Entropy isn't sufficient to measure password strength.

If you know a lot about passwords, you probably know that it’s good to choose a password from a distribution \(W\) with a lot of “entropy”. The (Shannon) entropy of a distribution is defined as:

\[H(W) = \sum_w\mathrm{P}(w) \log\frac{1}{\mathrm{P}(w)}\]

This definition is an answer to the question “how much information is encoded in a chosen password, on average?” This is also the approximate number of bits we need to specify which password we picked. An adversary would need to try at least \(2^{H(W) - 2} + 1\) passwords in order to guess yours, on average.1

This is typically how people think about choosing strong passwords, and it works well in the case where we’re choosing among equally likely passwords. But it breaks horribly when we allow our distribution to be non-uniform. Because choosing good passwords is about memorableness as well as sheer strength, we might sometimes want to use complicated password selection schemes that don’t necessarily give uniformly distributed selections, and Shannon entropy can really screw up here.

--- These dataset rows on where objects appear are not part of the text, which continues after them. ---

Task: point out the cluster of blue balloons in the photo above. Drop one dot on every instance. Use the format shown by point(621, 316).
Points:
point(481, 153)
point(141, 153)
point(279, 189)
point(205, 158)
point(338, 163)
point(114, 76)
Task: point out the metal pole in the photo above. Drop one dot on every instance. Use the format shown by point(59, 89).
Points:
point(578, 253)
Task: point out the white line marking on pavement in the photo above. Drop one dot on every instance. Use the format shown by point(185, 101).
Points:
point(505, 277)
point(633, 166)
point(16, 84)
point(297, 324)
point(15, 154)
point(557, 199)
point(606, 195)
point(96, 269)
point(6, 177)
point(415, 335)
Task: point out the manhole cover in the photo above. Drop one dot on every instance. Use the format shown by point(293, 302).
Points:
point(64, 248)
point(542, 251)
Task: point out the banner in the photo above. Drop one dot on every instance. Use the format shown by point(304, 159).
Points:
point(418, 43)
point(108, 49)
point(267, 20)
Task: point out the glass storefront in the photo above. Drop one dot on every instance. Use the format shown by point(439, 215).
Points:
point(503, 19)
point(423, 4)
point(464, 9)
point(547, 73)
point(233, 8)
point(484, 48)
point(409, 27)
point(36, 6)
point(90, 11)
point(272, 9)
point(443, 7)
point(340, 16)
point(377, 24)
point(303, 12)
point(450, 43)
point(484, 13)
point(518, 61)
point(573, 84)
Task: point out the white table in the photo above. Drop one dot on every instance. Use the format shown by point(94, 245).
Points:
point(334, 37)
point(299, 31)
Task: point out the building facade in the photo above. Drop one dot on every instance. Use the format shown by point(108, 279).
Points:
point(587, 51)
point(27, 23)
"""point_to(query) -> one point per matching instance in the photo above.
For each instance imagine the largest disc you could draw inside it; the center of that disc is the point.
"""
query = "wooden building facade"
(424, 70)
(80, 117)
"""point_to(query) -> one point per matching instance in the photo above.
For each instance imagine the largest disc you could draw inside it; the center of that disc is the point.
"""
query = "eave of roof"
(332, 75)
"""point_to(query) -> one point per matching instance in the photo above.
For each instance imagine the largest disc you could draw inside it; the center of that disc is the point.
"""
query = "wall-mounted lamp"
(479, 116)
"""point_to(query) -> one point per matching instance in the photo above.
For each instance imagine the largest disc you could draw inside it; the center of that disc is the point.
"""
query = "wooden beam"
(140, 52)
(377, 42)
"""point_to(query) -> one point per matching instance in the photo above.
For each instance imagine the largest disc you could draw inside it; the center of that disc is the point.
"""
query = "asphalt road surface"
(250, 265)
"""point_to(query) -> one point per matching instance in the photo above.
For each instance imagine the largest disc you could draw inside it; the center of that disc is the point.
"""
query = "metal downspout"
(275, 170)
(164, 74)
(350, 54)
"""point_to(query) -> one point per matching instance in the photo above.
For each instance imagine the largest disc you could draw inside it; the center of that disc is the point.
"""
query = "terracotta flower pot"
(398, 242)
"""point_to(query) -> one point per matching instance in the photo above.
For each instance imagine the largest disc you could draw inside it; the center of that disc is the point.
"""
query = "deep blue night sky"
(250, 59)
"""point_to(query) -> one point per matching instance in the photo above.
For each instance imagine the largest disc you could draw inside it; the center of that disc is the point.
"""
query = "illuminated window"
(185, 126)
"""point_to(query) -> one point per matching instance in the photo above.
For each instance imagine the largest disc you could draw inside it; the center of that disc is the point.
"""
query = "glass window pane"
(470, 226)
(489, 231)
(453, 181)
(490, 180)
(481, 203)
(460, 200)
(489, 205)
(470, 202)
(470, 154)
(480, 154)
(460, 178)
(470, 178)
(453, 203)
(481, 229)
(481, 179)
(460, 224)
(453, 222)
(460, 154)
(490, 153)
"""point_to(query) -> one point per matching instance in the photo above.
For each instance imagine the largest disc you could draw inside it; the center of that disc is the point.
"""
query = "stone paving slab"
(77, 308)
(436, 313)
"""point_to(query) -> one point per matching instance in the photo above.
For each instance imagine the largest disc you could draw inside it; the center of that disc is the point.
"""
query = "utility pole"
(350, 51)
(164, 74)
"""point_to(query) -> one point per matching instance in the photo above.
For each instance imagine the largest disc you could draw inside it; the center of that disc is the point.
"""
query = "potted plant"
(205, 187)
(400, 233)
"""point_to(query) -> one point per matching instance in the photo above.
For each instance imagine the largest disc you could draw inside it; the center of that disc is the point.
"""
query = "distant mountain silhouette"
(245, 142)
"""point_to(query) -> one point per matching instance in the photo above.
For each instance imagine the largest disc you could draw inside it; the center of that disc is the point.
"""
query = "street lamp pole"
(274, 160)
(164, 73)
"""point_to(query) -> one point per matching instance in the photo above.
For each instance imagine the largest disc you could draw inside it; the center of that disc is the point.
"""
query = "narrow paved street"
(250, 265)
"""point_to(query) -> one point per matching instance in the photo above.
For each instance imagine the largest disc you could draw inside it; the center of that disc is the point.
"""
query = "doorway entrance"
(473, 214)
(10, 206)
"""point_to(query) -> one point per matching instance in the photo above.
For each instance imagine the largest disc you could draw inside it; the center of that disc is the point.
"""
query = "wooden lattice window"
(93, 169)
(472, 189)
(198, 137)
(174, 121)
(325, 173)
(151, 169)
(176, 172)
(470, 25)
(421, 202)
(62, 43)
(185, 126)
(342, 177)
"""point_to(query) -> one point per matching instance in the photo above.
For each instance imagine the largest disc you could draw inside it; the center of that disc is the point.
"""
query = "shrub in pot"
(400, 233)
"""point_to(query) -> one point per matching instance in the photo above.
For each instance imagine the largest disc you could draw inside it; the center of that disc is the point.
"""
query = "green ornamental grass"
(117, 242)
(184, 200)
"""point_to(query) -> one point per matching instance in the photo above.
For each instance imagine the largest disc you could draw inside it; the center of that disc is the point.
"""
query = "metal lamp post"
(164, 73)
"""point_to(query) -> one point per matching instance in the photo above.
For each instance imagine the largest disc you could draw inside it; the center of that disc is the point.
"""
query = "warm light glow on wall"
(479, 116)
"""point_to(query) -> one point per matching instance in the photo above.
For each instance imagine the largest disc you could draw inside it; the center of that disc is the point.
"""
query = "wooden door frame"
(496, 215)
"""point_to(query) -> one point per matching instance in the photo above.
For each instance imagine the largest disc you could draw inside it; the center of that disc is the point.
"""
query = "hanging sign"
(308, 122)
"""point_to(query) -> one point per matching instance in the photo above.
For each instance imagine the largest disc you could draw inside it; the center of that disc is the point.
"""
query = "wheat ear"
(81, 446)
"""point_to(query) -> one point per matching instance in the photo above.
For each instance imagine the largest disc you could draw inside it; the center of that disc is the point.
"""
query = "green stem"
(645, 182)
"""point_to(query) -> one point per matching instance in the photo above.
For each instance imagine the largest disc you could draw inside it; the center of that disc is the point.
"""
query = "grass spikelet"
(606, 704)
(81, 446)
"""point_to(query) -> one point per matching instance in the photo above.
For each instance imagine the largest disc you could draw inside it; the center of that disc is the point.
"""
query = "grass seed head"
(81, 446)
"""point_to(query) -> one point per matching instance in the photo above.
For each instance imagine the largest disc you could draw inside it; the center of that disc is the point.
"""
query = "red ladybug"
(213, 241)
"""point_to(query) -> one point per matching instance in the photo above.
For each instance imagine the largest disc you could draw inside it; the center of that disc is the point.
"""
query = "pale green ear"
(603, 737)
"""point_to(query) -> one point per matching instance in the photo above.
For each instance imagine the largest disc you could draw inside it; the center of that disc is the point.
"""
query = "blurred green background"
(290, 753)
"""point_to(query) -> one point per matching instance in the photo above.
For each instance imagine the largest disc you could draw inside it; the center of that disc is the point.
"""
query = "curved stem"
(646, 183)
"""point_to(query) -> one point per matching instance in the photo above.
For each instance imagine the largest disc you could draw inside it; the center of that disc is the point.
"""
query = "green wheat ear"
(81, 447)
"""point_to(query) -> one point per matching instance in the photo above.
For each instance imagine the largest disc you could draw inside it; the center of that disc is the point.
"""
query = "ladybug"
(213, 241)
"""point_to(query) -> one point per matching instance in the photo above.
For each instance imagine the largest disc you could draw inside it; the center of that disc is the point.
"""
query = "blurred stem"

A comically bad password selection scheme

Consider the following password selection algorithm:

  1. Roll a 20-sided die.
  2. If the die comes up 20, choose a random password from \(n\) possibilities.
  3. Otherwise, choose the password password.

Of course, this is a terrible password selection strategy. 19 times out of 20, your password will be the very first one the attacker tries, if they know your strategy. But the entropy here doesn’t reflect that - for example, if we pick a random 1000-character lowercase password when we get a 20, this has an overall entropy of about 235 bits. Entropy tells us that we have an extremely strong password, since on average it will take a long time to crack the password. But of course in the typical case, it will take no time at all.

Clearly something is wrong here. How can we fix it?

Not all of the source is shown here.